Each label file follows standard YOLO format:
<class_id> <x_center> <y_center> <width> <height>
Open auto_segment.ipynb in Google Colab (or local machine) and run all cells, or configure the paths at the bottom:
IMAGES_DIR = "dataset/images"
LABELS_DIR = "dataset/labels"
OUTPUT_DIR = "segmentation_labels/train"
MODEL_TYPE = "vit_b" # "vit_b" (faster) or "vit_h" (best quality)
main(IMAGES_DIR, LABELS_DIR, OUTPUT_DIR, MODEL_TYPE)Converted labels are saved to OUTPUT_DIR. A debug visualization overlay is saved to readme_images/<image_name>_debug.jpg for the first debug_first_n images (default: 4), showing the original bounding boxes (green) and generated polygons (red).
Green = original bounding box prompt · Red = SAM-generated segmentation polygon
These images were run through the pipeline without any retraining to verify that SAM generalises beyond the training dataset. Each is a completely different object category.
| Weather vane | Wine bottle + lamp shade |
|---|---|
![]() |
![]() |
| Seahorse figure | Woven baskets |
|---|---|
![]() |
![]() |
The targets are small plastic grasshoppers.
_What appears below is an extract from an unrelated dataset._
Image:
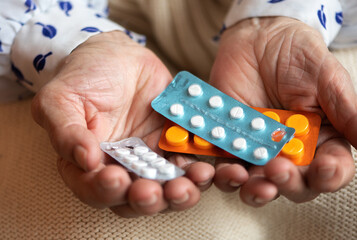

There are also plastic crickets which are green and similarly shaped, making them a good robustness test for the segmentation pipeline.
Each output label file uses YOLO segmentation format:
<class_id> <x1> <y1> <x2> <y2> ... <xn> <yn>
Coordinates are normalized to [0, 1].
After conversion, update your dataset.yaml to point at the new segmentation labels directory and train:
yolo segment train data=dataset.yaml model=yolov8s-seg.pt epochs=50- GPU (
cuda) is used automatically when available; falls back to CPU. - Objects with masks smaller than 10 pixels or fewer than 3 contour points fall back to the original bounding box entry.
- Polygon simplification tolerance defaults to
0.01(1% of contour arc length); passtolerance=tomain()to adjust — lower values produce more polygon points and finer detail, higher values produce fewer points and a coarser outline.